I received the following warning message:

[2023-01-11T17:43:50,148][WARN ][logstash.persistedqueueconfigvalidator] The persistent queue on path "/Users/robbavey/logstash-8.5.0/data/queue/test" won't fit in file system "/dev/disk1s2" when full. Please free or allocate 643171352576 more bytes. The persistent queue on path "/Users/robbavey/logstash-8.5.0/data/queue/test2" won't fit in file system "/dev/disk1s2" when full. Please free or allocate 643171352576 more bytes.

This number - Please free or allocate 643171352576 more bytes. - feels a little confusing as I actually need fewer bytes than that to successfully allow the PQ's to operate.

The number appears to
(Total Size of required disk across all PQ) - (disk used across all PQ)

But the disk may not be dedicated to PQ and the number may be misleading.
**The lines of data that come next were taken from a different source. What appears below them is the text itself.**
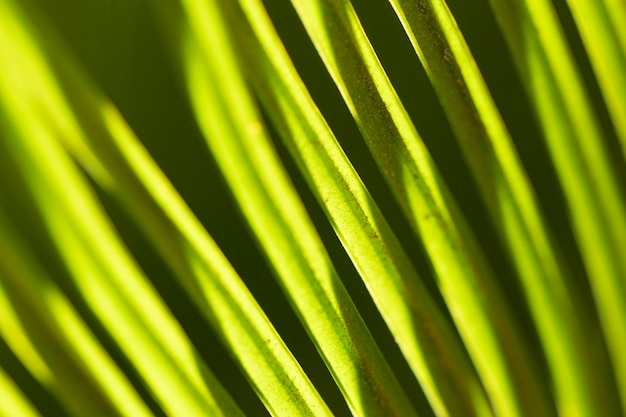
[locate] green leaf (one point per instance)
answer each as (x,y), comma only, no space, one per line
(430,345)
(509,197)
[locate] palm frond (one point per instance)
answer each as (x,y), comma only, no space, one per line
(84,315)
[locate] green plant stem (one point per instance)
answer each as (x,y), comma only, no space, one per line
(52,341)
(509,197)
(595,201)
(135,180)
(236,137)
(34,115)
(430,345)
(602,26)
(109,151)
(14,402)
(485,323)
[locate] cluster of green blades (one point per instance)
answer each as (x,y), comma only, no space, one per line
(67,277)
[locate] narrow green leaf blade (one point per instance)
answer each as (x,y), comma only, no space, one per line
(429,344)
(235,134)
(485,323)
(510,198)
(590,184)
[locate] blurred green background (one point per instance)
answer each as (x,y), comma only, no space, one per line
(119,44)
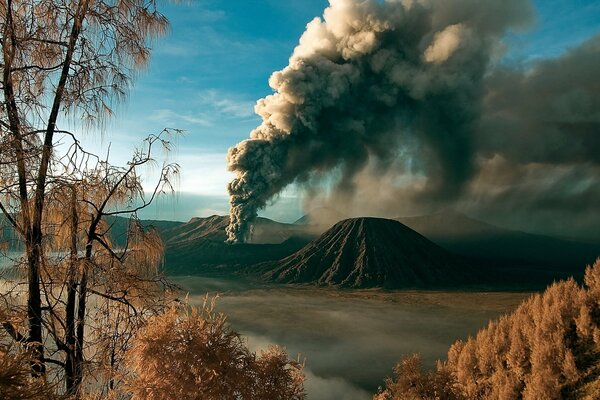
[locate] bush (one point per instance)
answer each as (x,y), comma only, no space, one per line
(194,355)
(548,348)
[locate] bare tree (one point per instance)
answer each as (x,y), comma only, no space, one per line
(59,59)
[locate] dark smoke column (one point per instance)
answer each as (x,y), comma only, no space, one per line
(363,82)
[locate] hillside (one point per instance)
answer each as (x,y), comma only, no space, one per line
(199,245)
(522,253)
(370,252)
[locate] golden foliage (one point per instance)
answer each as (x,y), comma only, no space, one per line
(195,355)
(16,382)
(548,348)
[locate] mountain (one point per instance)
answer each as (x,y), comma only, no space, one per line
(199,245)
(264,230)
(370,252)
(320,216)
(505,248)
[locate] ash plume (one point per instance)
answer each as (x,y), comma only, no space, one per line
(393,82)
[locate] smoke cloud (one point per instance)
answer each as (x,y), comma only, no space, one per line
(536,153)
(395,84)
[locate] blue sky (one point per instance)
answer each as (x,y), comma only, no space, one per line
(206,74)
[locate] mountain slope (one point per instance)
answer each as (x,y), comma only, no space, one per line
(469,237)
(370,252)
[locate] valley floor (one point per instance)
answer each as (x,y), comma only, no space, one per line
(350,339)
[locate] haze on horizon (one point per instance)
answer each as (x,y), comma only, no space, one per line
(530,161)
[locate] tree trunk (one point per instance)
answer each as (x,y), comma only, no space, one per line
(71,298)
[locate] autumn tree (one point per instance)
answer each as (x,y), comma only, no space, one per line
(192,354)
(548,348)
(67,60)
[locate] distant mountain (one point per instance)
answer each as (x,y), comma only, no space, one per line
(199,245)
(493,245)
(320,216)
(120,225)
(371,252)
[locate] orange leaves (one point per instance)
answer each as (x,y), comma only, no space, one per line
(548,348)
(194,355)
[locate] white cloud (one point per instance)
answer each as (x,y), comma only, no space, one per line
(172,118)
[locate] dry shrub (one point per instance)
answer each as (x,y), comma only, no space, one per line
(195,355)
(16,382)
(548,348)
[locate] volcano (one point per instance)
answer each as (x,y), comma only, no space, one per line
(371,252)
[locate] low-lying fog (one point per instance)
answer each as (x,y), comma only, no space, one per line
(350,339)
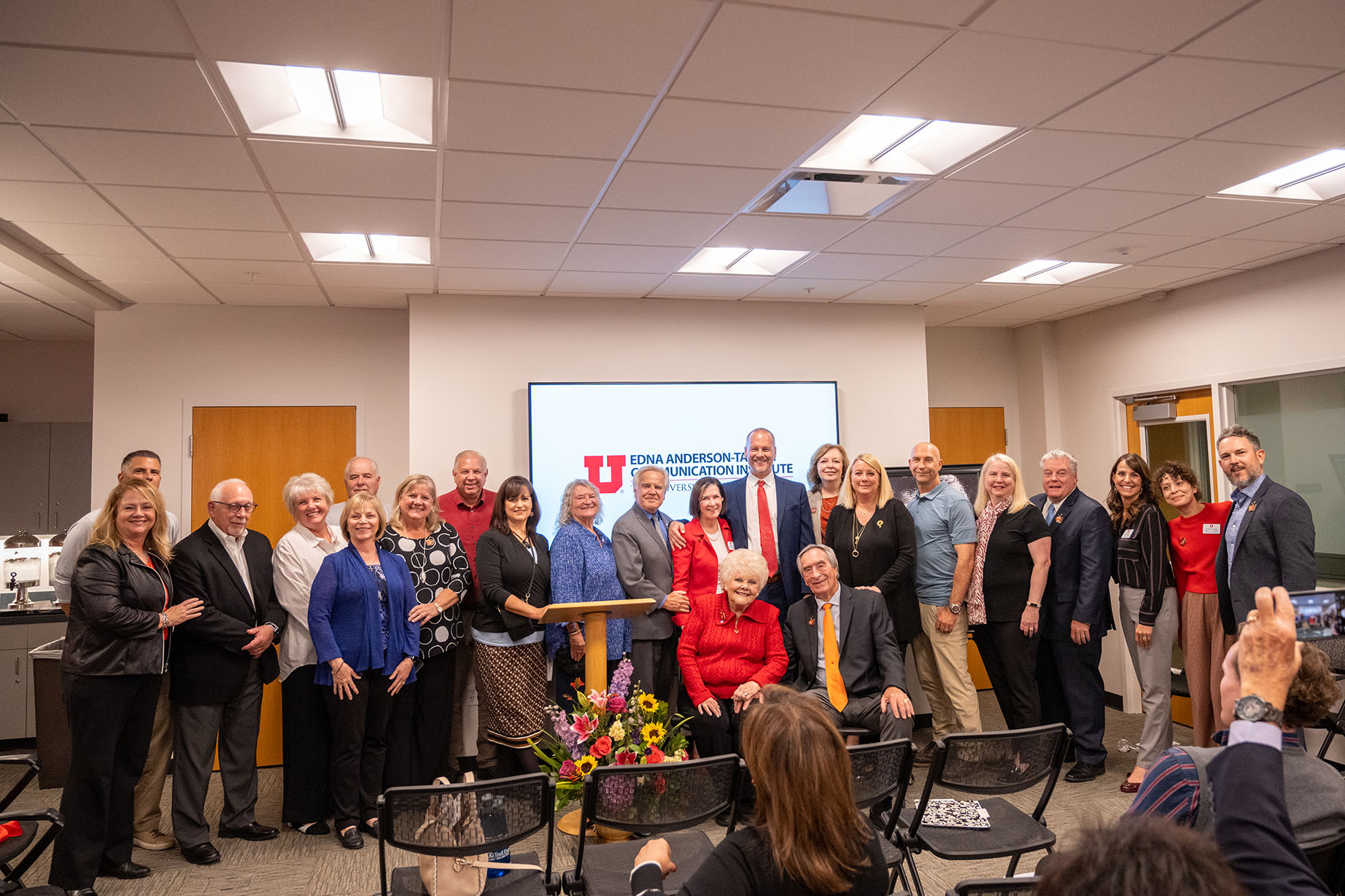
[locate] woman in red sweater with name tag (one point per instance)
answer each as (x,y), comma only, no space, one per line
(1193,541)
(729,650)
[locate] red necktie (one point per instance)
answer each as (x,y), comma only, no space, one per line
(767,529)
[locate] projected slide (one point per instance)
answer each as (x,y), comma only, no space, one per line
(604,432)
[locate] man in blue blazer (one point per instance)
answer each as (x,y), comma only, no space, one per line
(764,505)
(1075,612)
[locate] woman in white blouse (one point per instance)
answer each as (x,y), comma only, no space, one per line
(307,733)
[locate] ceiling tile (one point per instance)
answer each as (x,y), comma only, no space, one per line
(1008,81)
(1278,31)
(54,202)
(897,237)
(108,90)
(970,202)
(1181,97)
(801,60)
(672,187)
(1214,217)
(599,44)
(360,214)
(500,117)
(728,133)
(844,265)
(651,227)
(27,159)
(549,181)
(154,159)
(1064,157)
(1098,209)
(1020,244)
(662,260)
(182,243)
(336,34)
(350,171)
(522,283)
(592,283)
(495,221)
(93,240)
(784,232)
(224,210)
(1201,167)
(1313,117)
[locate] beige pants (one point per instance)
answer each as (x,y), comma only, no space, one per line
(942,665)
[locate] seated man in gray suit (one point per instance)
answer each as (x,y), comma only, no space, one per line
(844,652)
(645,566)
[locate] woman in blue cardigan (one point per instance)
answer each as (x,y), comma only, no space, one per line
(360,618)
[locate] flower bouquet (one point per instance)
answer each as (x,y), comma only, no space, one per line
(612,727)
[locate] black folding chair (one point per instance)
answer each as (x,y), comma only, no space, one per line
(994,763)
(879,771)
(467,821)
(666,800)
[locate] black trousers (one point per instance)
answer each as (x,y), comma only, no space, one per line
(420,733)
(111,720)
(360,747)
(307,740)
(1071,689)
(1010,661)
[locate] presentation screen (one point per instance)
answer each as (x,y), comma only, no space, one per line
(605,431)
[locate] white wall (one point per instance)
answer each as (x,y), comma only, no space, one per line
(47,381)
(152,364)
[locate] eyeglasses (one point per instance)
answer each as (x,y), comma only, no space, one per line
(236,509)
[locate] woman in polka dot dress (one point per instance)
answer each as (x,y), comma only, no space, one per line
(420,735)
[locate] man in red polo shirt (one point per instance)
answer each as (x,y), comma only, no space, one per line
(468,510)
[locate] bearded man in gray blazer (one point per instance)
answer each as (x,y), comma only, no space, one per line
(645,566)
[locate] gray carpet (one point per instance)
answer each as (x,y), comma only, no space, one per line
(301,865)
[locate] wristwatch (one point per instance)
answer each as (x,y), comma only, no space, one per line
(1252,708)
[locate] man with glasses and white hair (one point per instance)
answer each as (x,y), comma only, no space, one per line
(220,663)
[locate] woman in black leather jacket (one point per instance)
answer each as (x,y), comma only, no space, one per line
(116,649)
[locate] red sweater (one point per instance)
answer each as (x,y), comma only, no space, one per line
(1195,550)
(720,652)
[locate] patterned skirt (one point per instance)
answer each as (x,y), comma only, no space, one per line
(513,685)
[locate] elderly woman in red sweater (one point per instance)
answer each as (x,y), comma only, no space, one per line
(729,650)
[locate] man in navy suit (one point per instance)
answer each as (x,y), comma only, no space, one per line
(775,515)
(1075,614)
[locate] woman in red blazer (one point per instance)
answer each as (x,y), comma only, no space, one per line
(696,566)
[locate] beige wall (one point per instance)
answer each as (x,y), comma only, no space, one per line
(152,364)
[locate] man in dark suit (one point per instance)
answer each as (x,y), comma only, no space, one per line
(1268,537)
(220,663)
(774,517)
(856,668)
(1075,614)
(645,566)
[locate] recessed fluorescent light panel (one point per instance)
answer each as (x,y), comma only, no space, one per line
(744,261)
(376,248)
(1050,272)
(336,104)
(892,144)
(1316,179)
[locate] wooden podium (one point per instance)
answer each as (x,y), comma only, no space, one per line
(594,614)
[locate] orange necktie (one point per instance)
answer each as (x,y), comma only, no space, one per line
(832,661)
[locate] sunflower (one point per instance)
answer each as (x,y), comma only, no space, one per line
(654,733)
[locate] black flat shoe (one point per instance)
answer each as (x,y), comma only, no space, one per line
(123,870)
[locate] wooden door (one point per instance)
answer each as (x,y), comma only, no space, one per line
(265,447)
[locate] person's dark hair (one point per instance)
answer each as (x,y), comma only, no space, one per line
(815,833)
(1177,471)
(511,488)
(1115,507)
(701,485)
(1139,854)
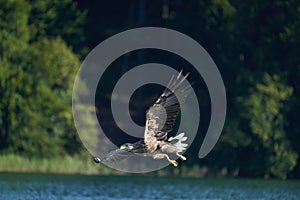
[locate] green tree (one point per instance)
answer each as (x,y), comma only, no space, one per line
(266,109)
(37,76)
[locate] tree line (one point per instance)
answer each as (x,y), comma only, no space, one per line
(255,45)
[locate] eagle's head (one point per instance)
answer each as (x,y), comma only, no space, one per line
(127,147)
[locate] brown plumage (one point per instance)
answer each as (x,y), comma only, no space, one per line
(160,119)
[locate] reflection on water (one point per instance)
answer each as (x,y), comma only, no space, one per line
(48,186)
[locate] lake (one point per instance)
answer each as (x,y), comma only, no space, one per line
(54,186)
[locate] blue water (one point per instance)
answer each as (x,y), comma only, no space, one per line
(48,186)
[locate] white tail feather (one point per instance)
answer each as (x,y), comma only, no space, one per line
(180,146)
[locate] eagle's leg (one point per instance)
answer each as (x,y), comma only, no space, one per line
(161,156)
(181,156)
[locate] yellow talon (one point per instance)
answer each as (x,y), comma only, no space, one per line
(174,163)
(182,158)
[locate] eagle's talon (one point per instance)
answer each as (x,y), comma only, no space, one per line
(183,158)
(174,163)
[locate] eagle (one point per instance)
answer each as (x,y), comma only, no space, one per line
(160,119)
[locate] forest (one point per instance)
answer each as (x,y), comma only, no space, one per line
(255,45)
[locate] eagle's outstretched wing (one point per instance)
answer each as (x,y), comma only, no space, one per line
(160,117)
(114,156)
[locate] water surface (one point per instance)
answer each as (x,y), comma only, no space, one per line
(49,186)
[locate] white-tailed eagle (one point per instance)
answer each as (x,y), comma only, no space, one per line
(160,119)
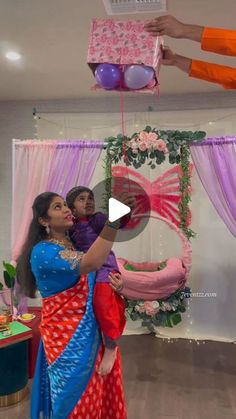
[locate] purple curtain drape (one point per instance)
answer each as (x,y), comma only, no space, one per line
(215,162)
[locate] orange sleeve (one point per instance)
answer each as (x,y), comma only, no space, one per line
(221,41)
(215,73)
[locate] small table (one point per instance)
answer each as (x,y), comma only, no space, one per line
(34,341)
(14,364)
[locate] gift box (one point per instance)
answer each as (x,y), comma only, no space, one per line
(124,44)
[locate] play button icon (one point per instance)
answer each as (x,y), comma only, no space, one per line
(117,210)
(131,219)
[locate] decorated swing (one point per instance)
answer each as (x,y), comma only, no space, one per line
(156,292)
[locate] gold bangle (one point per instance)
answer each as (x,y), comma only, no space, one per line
(114,224)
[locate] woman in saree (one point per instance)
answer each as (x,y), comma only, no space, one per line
(67,383)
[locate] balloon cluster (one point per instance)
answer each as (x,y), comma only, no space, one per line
(131,77)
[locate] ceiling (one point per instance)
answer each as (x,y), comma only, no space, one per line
(52,36)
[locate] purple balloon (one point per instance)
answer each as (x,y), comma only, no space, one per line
(138,76)
(108,76)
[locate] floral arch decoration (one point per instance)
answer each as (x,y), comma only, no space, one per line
(153,147)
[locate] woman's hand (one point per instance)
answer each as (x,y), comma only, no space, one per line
(166,25)
(117,282)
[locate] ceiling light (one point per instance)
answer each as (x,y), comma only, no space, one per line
(13,56)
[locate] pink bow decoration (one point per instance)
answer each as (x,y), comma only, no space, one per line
(161,196)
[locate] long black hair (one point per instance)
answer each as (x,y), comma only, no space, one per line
(36,233)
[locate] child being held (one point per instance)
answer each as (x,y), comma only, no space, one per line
(109,307)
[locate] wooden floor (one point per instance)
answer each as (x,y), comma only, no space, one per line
(179,380)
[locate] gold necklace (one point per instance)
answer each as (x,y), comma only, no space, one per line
(67,245)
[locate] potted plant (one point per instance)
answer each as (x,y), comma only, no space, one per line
(6,293)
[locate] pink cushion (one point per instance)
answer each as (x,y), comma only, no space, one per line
(152,285)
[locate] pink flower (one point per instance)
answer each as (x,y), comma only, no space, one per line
(152,136)
(140,309)
(166,306)
(142,146)
(159,145)
(149,309)
(143,136)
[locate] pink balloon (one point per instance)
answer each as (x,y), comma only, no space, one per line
(108,76)
(138,76)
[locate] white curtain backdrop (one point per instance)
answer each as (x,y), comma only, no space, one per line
(214,248)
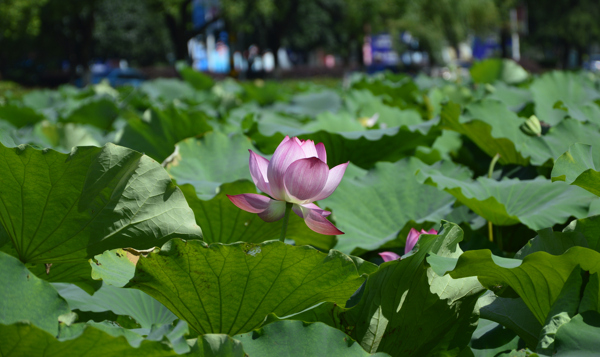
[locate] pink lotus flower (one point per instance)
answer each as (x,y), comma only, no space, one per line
(411,240)
(297,173)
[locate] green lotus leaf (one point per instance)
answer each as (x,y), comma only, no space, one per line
(157,131)
(515,98)
(69,207)
(27,340)
(579,336)
(590,228)
(198,80)
(362,148)
(209,162)
(232,288)
(511,201)
(372,209)
(78,273)
(137,304)
(218,345)
(312,339)
(19,116)
(492,339)
(558,94)
(406,308)
(99,111)
(491,126)
(513,314)
(25,297)
(222,222)
(167,90)
(577,167)
(538,280)
(115,267)
(491,70)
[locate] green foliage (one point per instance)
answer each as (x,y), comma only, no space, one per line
(84,217)
(67,208)
(202,283)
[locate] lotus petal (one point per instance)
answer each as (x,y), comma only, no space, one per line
(333,180)
(389,256)
(315,220)
(250,202)
(258,171)
(286,153)
(305,178)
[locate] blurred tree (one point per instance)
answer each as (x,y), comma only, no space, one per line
(67,32)
(177,16)
(19,24)
(564,25)
(128,30)
(439,22)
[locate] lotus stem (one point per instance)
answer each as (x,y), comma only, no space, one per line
(286,217)
(490,173)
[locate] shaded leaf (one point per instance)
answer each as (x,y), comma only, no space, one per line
(27,340)
(577,167)
(222,222)
(209,162)
(308,339)
(25,297)
(232,288)
(69,207)
(373,208)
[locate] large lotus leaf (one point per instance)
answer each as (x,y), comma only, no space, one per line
(25,297)
(372,209)
(562,310)
(362,148)
(78,273)
(537,203)
(579,337)
(232,288)
(515,98)
(222,222)
(26,340)
(363,103)
(299,338)
(487,71)
(19,116)
(492,339)
(168,89)
(115,267)
(491,126)
(406,308)
(137,304)
(513,314)
(99,111)
(577,167)
(209,162)
(491,70)
(555,243)
(538,280)
(311,103)
(568,89)
(64,136)
(218,345)
(340,121)
(559,138)
(68,207)
(157,131)
(590,228)
(198,80)
(402,93)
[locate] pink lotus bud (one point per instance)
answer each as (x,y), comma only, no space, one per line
(297,173)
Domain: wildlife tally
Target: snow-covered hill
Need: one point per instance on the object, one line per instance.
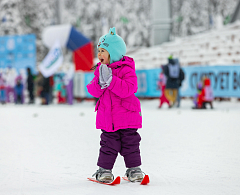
(214, 47)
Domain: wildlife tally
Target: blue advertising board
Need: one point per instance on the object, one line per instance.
(18, 52)
(225, 80)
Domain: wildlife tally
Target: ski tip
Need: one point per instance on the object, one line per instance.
(145, 180)
(116, 181)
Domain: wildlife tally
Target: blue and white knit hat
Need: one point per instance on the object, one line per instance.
(114, 44)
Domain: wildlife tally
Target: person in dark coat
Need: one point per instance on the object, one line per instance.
(30, 86)
(46, 90)
(172, 72)
(180, 80)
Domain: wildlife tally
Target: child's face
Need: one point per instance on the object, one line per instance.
(103, 56)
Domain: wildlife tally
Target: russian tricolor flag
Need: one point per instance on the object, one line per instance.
(69, 37)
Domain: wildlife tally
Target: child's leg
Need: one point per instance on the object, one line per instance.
(130, 141)
(110, 146)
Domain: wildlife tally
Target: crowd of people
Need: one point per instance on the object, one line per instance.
(24, 87)
(204, 94)
(170, 81)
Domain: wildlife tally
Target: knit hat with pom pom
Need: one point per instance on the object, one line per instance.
(114, 44)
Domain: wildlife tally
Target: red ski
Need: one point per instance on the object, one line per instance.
(145, 180)
(114, 182)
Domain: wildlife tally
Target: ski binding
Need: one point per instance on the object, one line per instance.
(114, 182)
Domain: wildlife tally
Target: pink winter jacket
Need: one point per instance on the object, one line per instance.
(117, 107)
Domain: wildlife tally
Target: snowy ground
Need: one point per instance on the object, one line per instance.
(51, 150)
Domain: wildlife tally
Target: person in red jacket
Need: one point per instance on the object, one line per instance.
(207, 93)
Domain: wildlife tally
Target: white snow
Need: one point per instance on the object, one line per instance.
(51, 150)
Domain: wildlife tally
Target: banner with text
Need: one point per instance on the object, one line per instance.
(225, 81)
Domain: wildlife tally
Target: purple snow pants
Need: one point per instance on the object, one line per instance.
(123, 141)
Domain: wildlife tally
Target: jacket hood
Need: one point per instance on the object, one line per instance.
(207, 82)
(124, 61)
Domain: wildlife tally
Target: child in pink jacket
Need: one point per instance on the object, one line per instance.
(118, 109)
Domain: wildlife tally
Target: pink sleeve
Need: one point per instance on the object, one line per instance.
(125, 86)
(93, 87)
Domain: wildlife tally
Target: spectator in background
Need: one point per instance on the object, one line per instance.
(10, 84)
(51, 81)
(2, 89)
(162, 84)
(19, 90)
(180, 80)
(172, 72)
(45, 90)
(30, 86)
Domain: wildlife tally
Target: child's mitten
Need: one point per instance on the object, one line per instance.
(105, 76)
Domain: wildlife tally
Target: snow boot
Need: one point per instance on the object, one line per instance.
(135, 174)
(104, 175)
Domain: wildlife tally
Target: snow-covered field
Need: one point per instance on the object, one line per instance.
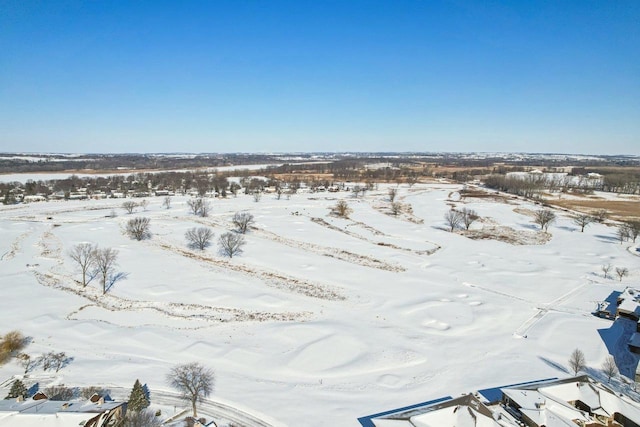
(321, 319)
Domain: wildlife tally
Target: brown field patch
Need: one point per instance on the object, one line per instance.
(618, 209)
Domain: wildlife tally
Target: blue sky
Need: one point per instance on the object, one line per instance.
(274, 76)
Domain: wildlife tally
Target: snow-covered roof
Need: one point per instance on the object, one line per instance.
(454, 416)
(552, 405)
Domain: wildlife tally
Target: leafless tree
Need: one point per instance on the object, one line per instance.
(622, 233)
(600, 215)
(469, 216)
(83, 255)
(59, 393)
(27, 362)
(609, 367)
(544, 218)
(199, 237)
(393, 192)
(453, 219)
(621, 272)
(242, 220)
(231, 244)
(633, 228)
(129, 206)
(199, 206)
(144, 418)
(396, 208)
(194, 381)
(577, 361)
(106, 261)
(138, 228)
(341, 209)
(59, 360)
(166, 202)
(582, 221)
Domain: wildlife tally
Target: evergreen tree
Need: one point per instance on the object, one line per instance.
(138, 399)
(17, 389)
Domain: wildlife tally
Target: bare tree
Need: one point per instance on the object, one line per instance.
(27, 362)
(199, 237)
(609, 367)
(577, 361)
(396, 208)
(106, 261)
(231, 244)
(582, 221)
(633, 228)
(469, 216)
(194, 381)
(544, 218)
(393, 192)
(129, 206)
(166, 202)
(453, 219)
(600, 215)
(622, 233)
(199, 206)
(621, 272)
(341, 209)
(138, 228)
(59, 360)
(242, 220)
(83, 255)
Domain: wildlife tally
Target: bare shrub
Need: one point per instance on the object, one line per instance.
(621, 272)
(129, 206)
(199, 237)
(544, 218)
(469, 216)
(341, 209)
(59, 393)
(453, 219)
(242, 220)
(193, 380)
(83, 255)
(231, 244)
(138, 228)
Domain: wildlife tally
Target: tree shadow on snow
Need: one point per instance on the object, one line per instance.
(616, 339)
(116, 278)
(554, 365)
(532, 227)
(607, 238)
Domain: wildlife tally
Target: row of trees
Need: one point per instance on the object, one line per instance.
(10, 344)
(577, 363)
(49, 361)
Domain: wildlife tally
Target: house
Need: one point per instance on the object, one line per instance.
(573, 401)
(570, 402)
(42, 412)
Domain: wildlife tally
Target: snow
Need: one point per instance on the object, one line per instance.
(321, 320)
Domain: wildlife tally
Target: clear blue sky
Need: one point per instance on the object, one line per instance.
(273, 76)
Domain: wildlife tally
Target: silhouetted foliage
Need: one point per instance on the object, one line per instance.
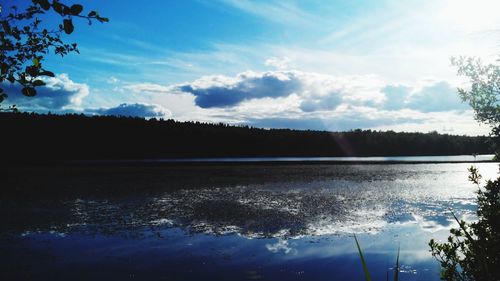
(24, 41)
(472, 250)
(52, 137)
(484, 95)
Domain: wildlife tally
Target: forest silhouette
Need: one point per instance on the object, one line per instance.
(50, 137)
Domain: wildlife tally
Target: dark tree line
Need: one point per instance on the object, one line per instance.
(78, 137)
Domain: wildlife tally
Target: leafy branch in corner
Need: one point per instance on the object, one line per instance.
(24, 41)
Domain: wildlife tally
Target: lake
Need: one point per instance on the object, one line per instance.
(247, 221)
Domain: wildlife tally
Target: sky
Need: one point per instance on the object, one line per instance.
(319, 65)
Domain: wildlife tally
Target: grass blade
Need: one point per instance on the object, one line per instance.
(363, 262)
(396, 269)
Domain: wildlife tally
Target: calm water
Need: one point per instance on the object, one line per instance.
(242, 222)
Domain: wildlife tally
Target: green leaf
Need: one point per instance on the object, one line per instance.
(68, 26)
(29, 91)
(38, 83)
(76, 9)
(363, 262)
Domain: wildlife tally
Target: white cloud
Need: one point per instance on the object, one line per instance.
(59, 93)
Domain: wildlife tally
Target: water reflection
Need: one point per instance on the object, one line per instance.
(303, 223)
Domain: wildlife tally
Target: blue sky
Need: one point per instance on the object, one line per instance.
(329, 65)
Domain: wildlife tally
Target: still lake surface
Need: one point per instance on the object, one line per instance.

It may be more useful to report

the total number of bytes that logstash requires for PQ storage for the specific file system
the number of bytes actually free on that file system
the number of bytes being used by PQ on that file system
the requirements for each PQ on that file system

It may also be worth strengthening the warning to state that Logstash may fail to start if this is not resolved

The text was updated successfully, but these errors were encountered:

donoghuc · 2024-11-07T16:05:43Z

As i'm still learning these concepts, can I extend your example to check my understanding of this proposed improvement for you to review before moving forward with an implementation?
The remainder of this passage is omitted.